Distinguishing themselves with a sublime blend of romantic production values, subtly permeating melodies, and Jackson's softly captivating vocals, Surface established a refreshingly mellow style amidst the often excessive sonic trenches of their contemporaries. Their 1987 self-titled debut LP, newly reissued on CD by Funky Town Grooves, stands the test of time as an expertly crafted collection of both emotionally satiating ballads and physically hard-to-resist uptempo tunes. From the onset of the penetrating bass line and velvet voicing of "Let's Try Again," the mood is both sophisticated and real. The perennial favorite, "Happy"—which climbed to #2 R&B and #20 Pop on the Billboard charts, expands upon the late-night vibe with a lightly percussive edge. The minor chord progressions of the reflective "We're All Searchin'," the nostalgic "Lately" (another top 10 R&B hit) and the seductive "Gotta Make Love Tonight" round out the quiet-storm portion of the disc.
The second half of Surface revs up the flow with five grooves that are simultaneously hook-friendly and dance floor-savvy. The Summery "Who Loves You" provides a smooth transition from the slower side with its finespun keyboard lines and gently coaxing vocal phrasing. It's followed by the electro-tinged arrangements of "You're Fine" (first recorded by Sister Sledge in 1985), "Lady Wants a Man," and "Girls Were Made to Love." Aside from inducing head-nodding and flashbacks to a time when breakdancing ruled the land, they offer lyrics of a higher caliber than the standard sing-song fodder of many club-geared tunes. In a funky, accented delivery which bears striking contrast to his usual understated approach, Jackson advises, "The lady wants a man, and they respect a man who knows just who they are...that's in control and not afraid of saying no."

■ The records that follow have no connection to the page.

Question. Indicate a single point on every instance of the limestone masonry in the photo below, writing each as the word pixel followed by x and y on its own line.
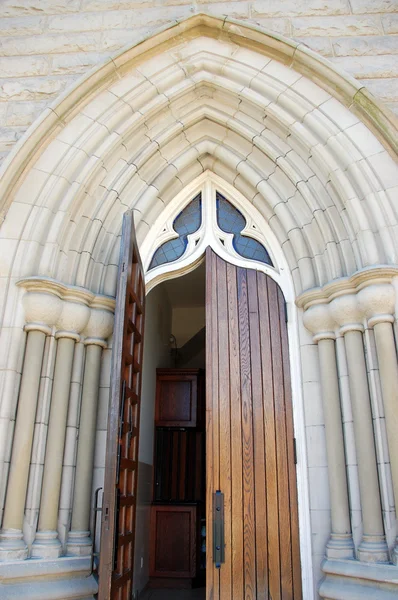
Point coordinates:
pixel 45 45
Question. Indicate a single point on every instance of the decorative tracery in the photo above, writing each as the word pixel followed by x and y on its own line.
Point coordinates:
pixel 214 217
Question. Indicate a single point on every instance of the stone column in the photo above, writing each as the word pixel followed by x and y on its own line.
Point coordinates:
pixel 346 312
pixel 98 330
pixel 318 320
pixel 41 311
pixel 377 304
pixel 74 317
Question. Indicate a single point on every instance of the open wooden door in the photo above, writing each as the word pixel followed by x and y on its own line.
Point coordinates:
pixel 250 444
pixel 121 464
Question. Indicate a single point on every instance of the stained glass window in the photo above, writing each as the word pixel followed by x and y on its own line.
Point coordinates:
pixel 231 220
pixel 188 221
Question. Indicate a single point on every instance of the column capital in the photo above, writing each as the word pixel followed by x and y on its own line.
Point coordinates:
pixel 377 303
pixel 52 305
pixel 318 319
pixel 100 324
pixel 382 274
pixel 346 312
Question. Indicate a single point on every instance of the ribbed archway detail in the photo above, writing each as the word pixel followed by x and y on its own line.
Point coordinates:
pixel 206 98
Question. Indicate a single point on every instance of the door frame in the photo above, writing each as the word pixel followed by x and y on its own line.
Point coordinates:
pixel 282 275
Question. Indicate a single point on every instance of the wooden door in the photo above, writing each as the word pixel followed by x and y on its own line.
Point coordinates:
pixel 121 464
pixel 250 445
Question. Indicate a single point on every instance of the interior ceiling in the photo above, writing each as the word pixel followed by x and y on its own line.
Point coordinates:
pixel 188 290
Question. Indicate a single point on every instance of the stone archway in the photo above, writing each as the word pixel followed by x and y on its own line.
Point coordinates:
pixel 305 144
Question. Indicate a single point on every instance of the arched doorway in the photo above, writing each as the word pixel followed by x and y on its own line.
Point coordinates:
pixel 251 496
pixel 295 138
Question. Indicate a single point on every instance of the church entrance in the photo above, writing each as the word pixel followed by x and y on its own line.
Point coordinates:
pixel 249 510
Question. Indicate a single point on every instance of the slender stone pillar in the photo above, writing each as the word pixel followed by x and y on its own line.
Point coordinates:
pixel 346 313
pixel 318 320
pixel 73 320
pixel 41 310
pixel 377 303
pixel 98 330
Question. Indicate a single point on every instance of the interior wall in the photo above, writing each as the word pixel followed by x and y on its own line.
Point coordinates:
pixel 156 354
pixel 186 322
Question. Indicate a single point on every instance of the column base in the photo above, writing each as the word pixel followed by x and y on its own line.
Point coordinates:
pixel 340 546
pixel 66 578
pixel 351 580
pixel 46 545
pixel 79 543
pixel 373 549
pixel 12 545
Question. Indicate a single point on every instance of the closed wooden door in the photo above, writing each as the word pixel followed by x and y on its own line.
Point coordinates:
pixel 250 440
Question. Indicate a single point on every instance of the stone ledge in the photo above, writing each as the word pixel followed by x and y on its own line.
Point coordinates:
pixel 353 580
pixel 65 566
pixel 62 579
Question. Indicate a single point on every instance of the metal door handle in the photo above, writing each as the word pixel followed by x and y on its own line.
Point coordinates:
pixel 218 529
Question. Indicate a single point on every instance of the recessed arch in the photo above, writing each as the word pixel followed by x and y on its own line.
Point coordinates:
pixel 264 113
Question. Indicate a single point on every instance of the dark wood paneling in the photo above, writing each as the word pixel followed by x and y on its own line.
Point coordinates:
pixel 179 456
pixel 177 396
pixel 173 541
pixel 120 485
pixel 250 436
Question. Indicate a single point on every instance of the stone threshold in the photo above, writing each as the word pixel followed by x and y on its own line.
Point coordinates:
pixel 65 578
pixel 354 580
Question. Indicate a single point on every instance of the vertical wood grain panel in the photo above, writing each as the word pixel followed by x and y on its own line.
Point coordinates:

The album closes with the atmospheric boogie of "Feels So Good," washed with fluid synths and a calming flute solo. Bringing to mind the 1983 dance hit "Falling in Love" (recorded by Conley's first incarnation of Surface), it's an apropos closer—melding the group's mellifluous sensibilities with its kinetic prowess. As bonus material, FTG has included extended and instrumental mixes of "Happy," "Lately," and "Let's Try Again," previously available only on original 12" vinyl releases. Highly Recommended.